The Shift in Street Art from Urban Scribbles to High Gallery Art

Traceable back to the 1940’s, street art has been a means for artists to communicate with their communities and reach thousands, if not millions, free of charge and with the knowledge that the impact of their message can be powerful.

The derelict and destroyed cities which the Second World War left behind became not merely the backdrop for young creative minds to express their political disillusionment, but rather their canvas.
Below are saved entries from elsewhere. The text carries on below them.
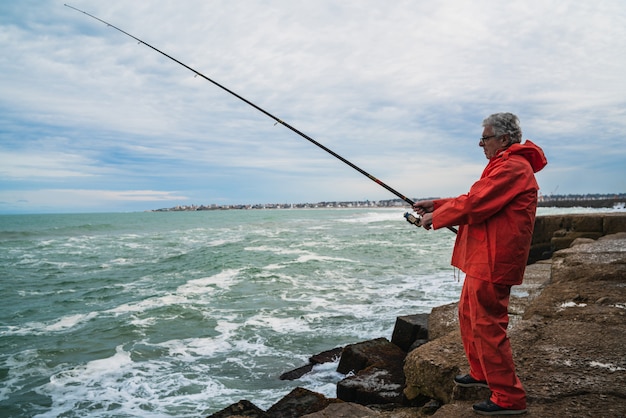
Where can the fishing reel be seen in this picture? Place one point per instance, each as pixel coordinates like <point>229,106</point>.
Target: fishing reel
<point>412,219</point>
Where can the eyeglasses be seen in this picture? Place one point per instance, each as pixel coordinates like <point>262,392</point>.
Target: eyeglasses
<point>482,139</point>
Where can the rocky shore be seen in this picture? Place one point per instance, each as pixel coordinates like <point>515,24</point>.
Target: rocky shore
<point>567,330</point>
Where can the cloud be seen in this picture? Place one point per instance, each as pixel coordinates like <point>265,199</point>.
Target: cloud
<point>398,89</point>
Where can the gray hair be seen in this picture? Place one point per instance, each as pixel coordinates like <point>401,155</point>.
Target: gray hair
<point>505,124</point>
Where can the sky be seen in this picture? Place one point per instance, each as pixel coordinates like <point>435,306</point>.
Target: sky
<point>93,121</point>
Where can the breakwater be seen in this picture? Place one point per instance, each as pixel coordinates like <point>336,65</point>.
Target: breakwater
<point>567,330</point>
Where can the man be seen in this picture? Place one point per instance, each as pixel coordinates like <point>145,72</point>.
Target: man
<point>496,220</point>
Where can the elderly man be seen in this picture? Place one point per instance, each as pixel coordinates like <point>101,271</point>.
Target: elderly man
<point>496,220</point>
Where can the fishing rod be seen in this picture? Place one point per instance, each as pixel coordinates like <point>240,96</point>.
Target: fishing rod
<point>409,217</point>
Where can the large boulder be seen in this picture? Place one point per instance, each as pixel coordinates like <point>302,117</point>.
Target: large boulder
<point>569,345</point>
<point>375,373</point>
<point>299,402</point>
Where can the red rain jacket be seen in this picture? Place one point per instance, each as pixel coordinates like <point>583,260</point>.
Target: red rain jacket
<point>496,218</point>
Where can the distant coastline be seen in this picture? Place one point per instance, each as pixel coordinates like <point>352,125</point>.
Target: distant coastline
<point>614,200</point>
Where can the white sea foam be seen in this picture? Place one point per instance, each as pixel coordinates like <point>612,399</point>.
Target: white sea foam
<point>61,324</point>
<point>206,285</point>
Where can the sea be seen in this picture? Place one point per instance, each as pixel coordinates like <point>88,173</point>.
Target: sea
<point>181,314</point>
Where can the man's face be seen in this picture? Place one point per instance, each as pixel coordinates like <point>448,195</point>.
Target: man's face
<point>490,144</point>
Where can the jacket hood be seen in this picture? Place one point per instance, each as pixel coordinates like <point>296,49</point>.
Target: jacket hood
<point>531,152</point>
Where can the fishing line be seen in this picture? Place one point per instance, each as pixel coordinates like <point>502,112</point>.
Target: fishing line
<point>410,218</point>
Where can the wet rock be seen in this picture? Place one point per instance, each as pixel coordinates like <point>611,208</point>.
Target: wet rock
<point>299,402</point>
<point>409,329</point>
<point>569,346</point>
<point>345,410</point>
<point>377,368</point>
<point>323,357</point>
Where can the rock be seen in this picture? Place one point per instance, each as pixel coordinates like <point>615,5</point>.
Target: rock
<point>378,375</point>
<point>242,408</point>
<point>569,345</point>
<point>344,410</point>
<point>299,402</point>
<point>443,320</point>
<point>431,368</point>
<point>323,357</point>
<point>356,357</point>
<point>408,329</point>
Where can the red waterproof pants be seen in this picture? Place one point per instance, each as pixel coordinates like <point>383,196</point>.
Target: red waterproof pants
<point>484,317</point>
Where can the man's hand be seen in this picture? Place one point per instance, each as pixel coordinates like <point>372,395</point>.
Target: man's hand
<point>427,220</point>
<point>423,207</point>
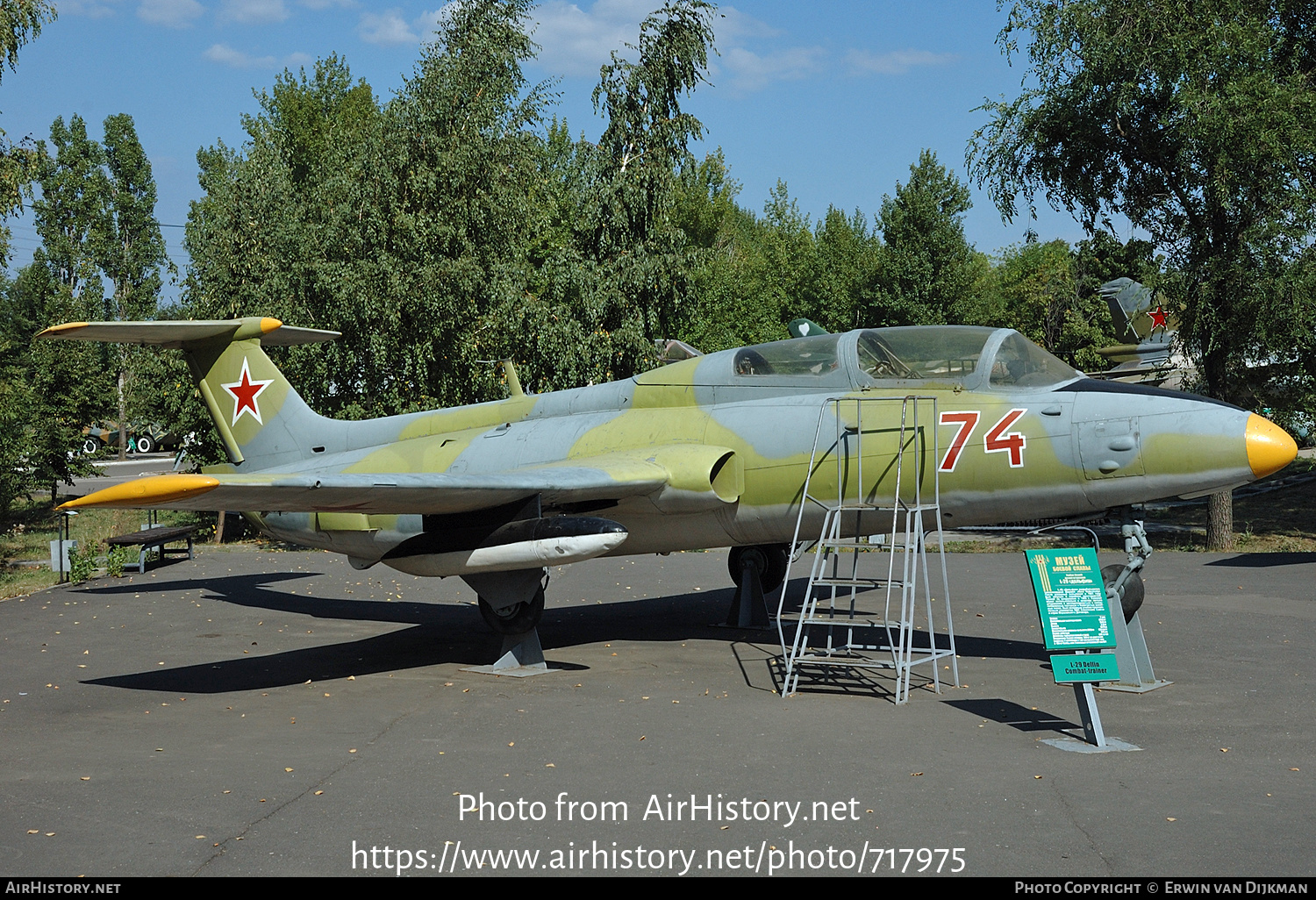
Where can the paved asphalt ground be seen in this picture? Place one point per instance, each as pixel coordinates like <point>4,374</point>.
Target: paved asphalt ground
<point>262,713</point>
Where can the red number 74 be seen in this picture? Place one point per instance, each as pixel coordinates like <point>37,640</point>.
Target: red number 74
<point>998,439</point>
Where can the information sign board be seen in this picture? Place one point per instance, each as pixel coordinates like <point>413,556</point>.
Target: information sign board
<point>1070,599</point>
<point>1070,668</point>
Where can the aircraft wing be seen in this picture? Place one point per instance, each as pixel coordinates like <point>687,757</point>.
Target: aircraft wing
<point>383,494</point>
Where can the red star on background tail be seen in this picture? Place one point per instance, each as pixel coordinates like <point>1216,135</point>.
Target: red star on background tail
<point>245,395</point>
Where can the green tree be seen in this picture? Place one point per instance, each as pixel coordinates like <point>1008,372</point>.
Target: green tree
<point>929,271</point>
<point>20,21</point>
<point>70,387</point>
<point>132,250</point>
<point>1197,121</point>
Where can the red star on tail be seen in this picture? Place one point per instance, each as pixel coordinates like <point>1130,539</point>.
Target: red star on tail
<point>245,395</point>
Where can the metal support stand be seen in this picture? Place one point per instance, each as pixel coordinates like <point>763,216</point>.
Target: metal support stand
<point>1089,713</point>
<point>523,657</point>
<point>749,608</point>
<point>829,629</point>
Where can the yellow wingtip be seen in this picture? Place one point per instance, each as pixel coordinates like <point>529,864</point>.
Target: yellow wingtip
<point>147,492</point>
<point>60,329</point>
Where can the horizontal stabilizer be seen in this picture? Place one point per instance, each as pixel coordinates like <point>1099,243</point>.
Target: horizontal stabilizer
<point>271,332</point>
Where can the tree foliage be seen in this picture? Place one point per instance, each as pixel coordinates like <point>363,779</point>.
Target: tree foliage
<point>1195,120</point>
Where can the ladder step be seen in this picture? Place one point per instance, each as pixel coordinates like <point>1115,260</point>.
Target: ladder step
<point>855,582</point>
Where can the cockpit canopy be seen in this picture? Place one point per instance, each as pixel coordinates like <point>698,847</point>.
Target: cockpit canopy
<point>976,358</point>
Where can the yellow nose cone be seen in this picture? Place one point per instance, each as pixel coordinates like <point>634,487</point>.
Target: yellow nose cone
<point>1269,446</point>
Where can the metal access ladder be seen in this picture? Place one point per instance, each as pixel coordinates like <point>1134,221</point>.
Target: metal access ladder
<point>873,539</point>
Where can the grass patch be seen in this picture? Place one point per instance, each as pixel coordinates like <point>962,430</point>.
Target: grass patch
<point>34,525</point>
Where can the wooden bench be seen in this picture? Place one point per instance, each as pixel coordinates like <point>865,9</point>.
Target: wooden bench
<point>155,539</point>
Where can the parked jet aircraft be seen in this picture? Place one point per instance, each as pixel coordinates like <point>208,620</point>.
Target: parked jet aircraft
<point>1148,332</point>
<point>702,453</point>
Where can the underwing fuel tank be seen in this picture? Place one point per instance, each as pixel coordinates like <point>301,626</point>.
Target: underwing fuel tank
<point>526,544</point>
<point>1136,442</point>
The 1970’s saw a shift as New York street artists began to gain national attention through their “tagging,” more often than not, getting arrested as a result of their practice. Targeting subway trains specifically, the writing became larger, bolder, more colorful and more intricate over the decade. The decline in the 1980’s – brought on by the government’s strict attack on graffiti – led to the remaining, undeterred artists facing a challenge. This resulted in experimentation, moving beyond trains as a surface to paint on and simply tagging. The work of Jean-Michel Basquiat and Keith Haring opened the way for graffiti to be considered a form of “fine” or “high” art,” bringing in as much demand and publicity as its’ contemporary movements.
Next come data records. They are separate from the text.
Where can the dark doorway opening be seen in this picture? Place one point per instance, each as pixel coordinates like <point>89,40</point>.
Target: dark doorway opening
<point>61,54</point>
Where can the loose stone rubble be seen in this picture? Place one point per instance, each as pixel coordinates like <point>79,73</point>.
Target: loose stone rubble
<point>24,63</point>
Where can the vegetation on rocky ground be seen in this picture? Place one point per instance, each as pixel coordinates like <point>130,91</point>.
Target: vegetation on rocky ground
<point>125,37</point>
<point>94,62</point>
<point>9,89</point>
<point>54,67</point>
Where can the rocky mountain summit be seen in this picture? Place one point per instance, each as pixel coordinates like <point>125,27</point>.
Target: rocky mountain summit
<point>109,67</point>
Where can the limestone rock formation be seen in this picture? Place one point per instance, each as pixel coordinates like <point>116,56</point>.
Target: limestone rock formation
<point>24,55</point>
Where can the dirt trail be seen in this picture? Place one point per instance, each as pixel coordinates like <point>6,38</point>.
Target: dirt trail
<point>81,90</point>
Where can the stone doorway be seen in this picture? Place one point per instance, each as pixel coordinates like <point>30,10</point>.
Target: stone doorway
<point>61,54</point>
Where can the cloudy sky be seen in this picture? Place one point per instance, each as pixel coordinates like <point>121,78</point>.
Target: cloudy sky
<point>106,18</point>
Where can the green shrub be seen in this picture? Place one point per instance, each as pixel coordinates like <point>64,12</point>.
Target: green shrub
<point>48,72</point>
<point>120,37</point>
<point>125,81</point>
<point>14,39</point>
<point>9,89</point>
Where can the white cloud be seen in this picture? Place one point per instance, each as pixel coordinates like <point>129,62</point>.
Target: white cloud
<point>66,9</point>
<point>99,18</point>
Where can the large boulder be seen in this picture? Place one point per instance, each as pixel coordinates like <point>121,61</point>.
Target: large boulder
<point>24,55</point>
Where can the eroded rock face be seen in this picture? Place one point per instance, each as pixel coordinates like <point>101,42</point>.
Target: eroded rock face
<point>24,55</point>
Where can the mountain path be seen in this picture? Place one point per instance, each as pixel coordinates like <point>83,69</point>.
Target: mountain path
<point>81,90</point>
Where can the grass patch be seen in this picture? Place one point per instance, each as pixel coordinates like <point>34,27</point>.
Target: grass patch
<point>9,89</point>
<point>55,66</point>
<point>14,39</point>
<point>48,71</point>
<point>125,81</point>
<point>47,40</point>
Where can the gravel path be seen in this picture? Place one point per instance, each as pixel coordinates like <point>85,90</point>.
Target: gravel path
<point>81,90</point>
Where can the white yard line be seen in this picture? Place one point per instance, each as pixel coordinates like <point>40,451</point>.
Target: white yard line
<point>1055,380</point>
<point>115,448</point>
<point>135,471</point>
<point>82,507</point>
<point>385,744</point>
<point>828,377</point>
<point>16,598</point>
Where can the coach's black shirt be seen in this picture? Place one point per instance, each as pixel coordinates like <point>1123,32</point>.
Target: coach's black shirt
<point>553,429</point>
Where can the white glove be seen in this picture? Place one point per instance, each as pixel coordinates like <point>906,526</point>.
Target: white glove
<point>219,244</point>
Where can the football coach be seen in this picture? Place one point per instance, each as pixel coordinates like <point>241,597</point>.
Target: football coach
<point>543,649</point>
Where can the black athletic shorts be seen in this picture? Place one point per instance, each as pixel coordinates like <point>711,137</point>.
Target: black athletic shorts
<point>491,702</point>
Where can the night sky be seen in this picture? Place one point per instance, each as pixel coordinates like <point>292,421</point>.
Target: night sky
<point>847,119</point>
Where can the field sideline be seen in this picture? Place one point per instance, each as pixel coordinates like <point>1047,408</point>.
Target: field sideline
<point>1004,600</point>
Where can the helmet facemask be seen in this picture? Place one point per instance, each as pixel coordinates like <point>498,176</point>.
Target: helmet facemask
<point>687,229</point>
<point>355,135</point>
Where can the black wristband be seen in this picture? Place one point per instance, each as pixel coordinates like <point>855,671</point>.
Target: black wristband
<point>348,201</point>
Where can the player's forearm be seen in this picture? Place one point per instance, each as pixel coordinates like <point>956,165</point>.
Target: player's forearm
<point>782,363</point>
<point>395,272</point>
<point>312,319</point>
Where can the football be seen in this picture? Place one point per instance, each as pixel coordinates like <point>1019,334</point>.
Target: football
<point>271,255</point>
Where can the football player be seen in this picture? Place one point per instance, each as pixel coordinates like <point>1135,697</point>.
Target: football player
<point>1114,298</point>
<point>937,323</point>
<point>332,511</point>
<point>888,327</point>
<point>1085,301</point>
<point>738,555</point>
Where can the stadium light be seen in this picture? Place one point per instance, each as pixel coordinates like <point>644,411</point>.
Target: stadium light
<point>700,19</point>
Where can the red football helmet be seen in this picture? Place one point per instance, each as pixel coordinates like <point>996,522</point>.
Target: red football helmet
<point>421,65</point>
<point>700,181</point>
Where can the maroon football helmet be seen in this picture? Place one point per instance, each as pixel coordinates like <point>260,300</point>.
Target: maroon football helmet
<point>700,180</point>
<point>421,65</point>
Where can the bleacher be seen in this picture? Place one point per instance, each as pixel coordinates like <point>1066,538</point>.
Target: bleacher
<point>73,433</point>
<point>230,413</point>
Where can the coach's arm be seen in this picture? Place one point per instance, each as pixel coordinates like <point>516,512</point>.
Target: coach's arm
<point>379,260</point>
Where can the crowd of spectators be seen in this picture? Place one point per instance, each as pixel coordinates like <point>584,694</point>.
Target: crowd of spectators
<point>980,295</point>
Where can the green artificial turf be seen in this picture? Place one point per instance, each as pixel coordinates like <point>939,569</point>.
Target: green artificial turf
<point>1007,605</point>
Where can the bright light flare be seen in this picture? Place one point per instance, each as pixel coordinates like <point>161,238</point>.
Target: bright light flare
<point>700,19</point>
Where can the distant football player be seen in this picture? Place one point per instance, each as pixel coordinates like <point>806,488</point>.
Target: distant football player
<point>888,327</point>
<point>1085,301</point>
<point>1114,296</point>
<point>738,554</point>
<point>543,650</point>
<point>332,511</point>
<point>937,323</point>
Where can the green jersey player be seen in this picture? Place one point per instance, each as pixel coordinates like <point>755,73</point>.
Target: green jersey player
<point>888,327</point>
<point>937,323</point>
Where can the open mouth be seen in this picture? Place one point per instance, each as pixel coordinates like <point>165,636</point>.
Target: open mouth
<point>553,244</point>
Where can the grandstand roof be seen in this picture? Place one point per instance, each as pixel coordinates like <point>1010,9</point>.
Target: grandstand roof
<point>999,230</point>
As far as the impetus for creating work on the city streets, it is as varied as any approach to any genre of art. From the political to the purely aesthetic, each artist possesses their own personal motive for working in the streets. Ironically, what began as a purposefully ephemeral means to create imagery is nowadays, with the amount of websites and photographic evidence of street art, captured and reproduced, which belies the initial intention.
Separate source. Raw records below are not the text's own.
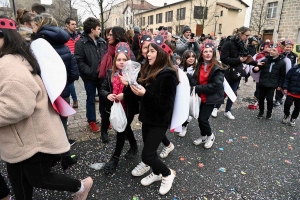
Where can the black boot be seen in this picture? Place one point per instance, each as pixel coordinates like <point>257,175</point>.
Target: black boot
<point>104,137</point>
<point>131,152</point>
<point>111,165</point>
<point>68,160</point>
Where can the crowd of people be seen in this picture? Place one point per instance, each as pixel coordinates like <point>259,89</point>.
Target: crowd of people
<point>33,136</point>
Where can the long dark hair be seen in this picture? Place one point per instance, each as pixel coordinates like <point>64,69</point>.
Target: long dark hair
<point>149,72</point>
<point>15,44</point>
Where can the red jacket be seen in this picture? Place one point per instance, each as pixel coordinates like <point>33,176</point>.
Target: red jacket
<point>71,42</point>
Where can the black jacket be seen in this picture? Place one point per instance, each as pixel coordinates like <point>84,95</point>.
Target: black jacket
<point>292,80</point>
<point>89,56</point>
<point>131,101</point>
<point>158,101</point>
<point>230,55</point>
<point>214,89</point>
<point>274,77</point>
<point>57,37</point>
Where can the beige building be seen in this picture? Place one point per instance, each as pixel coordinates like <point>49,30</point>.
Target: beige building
<point>279,19</point>
<point>222,15</point>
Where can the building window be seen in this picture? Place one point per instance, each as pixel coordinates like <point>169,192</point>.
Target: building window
<point>159,18</point>
<point>150,19</point>
<point>272,9</point>
<point>180,13</point>
<point>169,16</point>
<point>179,29</point>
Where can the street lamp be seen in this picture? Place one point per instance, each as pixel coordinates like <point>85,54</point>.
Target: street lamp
<point>216,20</point>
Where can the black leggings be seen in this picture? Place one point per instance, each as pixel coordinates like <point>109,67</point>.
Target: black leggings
<point>4,191</point>
<point>36,172</point>
<point>287,106</point>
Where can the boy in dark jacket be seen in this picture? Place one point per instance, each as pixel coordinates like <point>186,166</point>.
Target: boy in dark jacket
<point>291,87</point>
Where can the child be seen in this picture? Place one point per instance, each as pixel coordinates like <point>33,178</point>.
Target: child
<point>158,80</point>
<point>291,87</point>
<point>112,90</point>
<point>271,77</point>
<point>208,81</point>
<point>188,66</point>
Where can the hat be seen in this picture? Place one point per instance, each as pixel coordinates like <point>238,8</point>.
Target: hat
<point>160,39</point>
<point>136,29</point>
<point>185,29</point>
<point>123,47</point>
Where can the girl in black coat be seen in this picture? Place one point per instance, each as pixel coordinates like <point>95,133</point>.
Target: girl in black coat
<point>291,87</point>
<point>208,81</point>
<point>272,74</point>
<point>112,90</point>
<point>158,80</point>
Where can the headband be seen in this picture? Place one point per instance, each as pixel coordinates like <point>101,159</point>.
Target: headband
<point>8,24</point>
<point>123,47</point>
<point>160,39</point>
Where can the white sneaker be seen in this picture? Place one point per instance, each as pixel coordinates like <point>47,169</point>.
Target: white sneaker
<point>165,152</point>
<point>140,169</point>
<point>229,115</point>
<point>200,140</point>
<point>214,112</point>
<point>183,132</point>
<point>151,178</point>
<point>166,183</point>
<point>209,141</point>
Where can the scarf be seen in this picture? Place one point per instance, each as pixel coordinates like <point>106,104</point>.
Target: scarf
<point>106,62</point>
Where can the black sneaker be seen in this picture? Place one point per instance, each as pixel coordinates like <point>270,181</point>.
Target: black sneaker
<point>260,115</point>
<point>68,161</point>
<point>111,165</point>
<point>131,152</point>
<point>269,115</point>
<point>72,142</point>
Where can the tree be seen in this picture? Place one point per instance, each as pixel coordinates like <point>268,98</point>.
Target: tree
<point>204,12</point>
<point>258,15</point>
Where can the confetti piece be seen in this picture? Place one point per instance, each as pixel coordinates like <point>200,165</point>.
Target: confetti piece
<point>288,162</point>
<point>222,169</point>
<point>201,165</point>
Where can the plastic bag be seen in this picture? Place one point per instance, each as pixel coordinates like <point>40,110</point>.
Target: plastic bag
<point>195,102</point>
<point>117,117</point>
<point>131,71</point>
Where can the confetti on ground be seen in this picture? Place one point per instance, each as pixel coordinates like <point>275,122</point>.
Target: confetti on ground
<point>222,169</point>
<point>201,165</point>
<point>288,162</point>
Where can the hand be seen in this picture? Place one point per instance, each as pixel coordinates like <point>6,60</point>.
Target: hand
<point>120,96</point>
<point>256,69</point>
<point>123,80</point>
<point>242,59</point>
<point>111,97</point>
<point>139,92</point>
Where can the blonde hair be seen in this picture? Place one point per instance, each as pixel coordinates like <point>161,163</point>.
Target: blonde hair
<point>44,19</point>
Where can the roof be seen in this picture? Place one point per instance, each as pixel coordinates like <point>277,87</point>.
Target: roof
<point>228,6</point>
<point>145,6</point>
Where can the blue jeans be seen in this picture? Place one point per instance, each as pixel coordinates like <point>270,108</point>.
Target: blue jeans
<point>73,91</point>
<point>90,89</point>
<point>234,86</point>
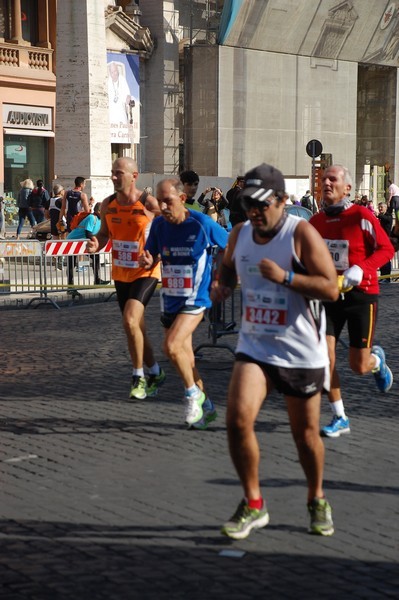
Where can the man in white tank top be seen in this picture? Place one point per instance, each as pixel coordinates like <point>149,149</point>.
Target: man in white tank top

The question of whether elevating the status of urban art to a gallery setting allows the genre to remain true to its underground, anarchic, in your face and, sometimes, ugly, roots is particularly relevant today. With the works of Banksy and Shepherd Fairey selling for millions and their imagery becoming icons of the 21st Century, it is fair to say that their work has strayed away from the origins of street art.


It is now tackled by a new generation of educated artists who approach their surroundings with empathy and deep identification. Whether created in protest or humor, the piece reveals the history and work within the context of the chosen niche, bringing attention to an otherwise invisible space.


Whilst I am in favor of giving the public the opportunity to own a piece of art which they connect with, having seen it on their local streets, or for the implications the imagery had in its original city setting, I also believe that street artists possess a lot of power and should never neglect or forget that. They are ultimately in control of visibility in the same way that the largest corporations utilize massive city spaces for advertisements. There is also the issue of the action of making street art; creating the work is a performance requiring agility and fearlessness, all for the culminating and all important conclusion. What remains is a short-lived trace and sign, just as important as the act.


Being a city girl all my life, I recognize the significance of street art in today’s urban life. There is something beautiful about leaving a mark to be shared with your fellow city inhabitants, despite them being strangers and knowing that your art may be covered up or taken down at any moment. Yet I wholly encourage the ownership of such pieces of art, knowing the feeling of satisfaction all too well of being attached to an object on many levels. Urban art is only becoming increasingly popular and significant, appealing to modern mentalities. And why should anyone deny themselves the pleasure of owning a piece of the city they live in?




2 Comments on The Shift in Street Art from Urban Scribbles to High Gallery Art

  1. I think the best thing about street art is that no one can really own it. It’s there to be indulged in by everyone. No possession. Just owned by anyone that walks past it and only for the moments during which they’re passing by.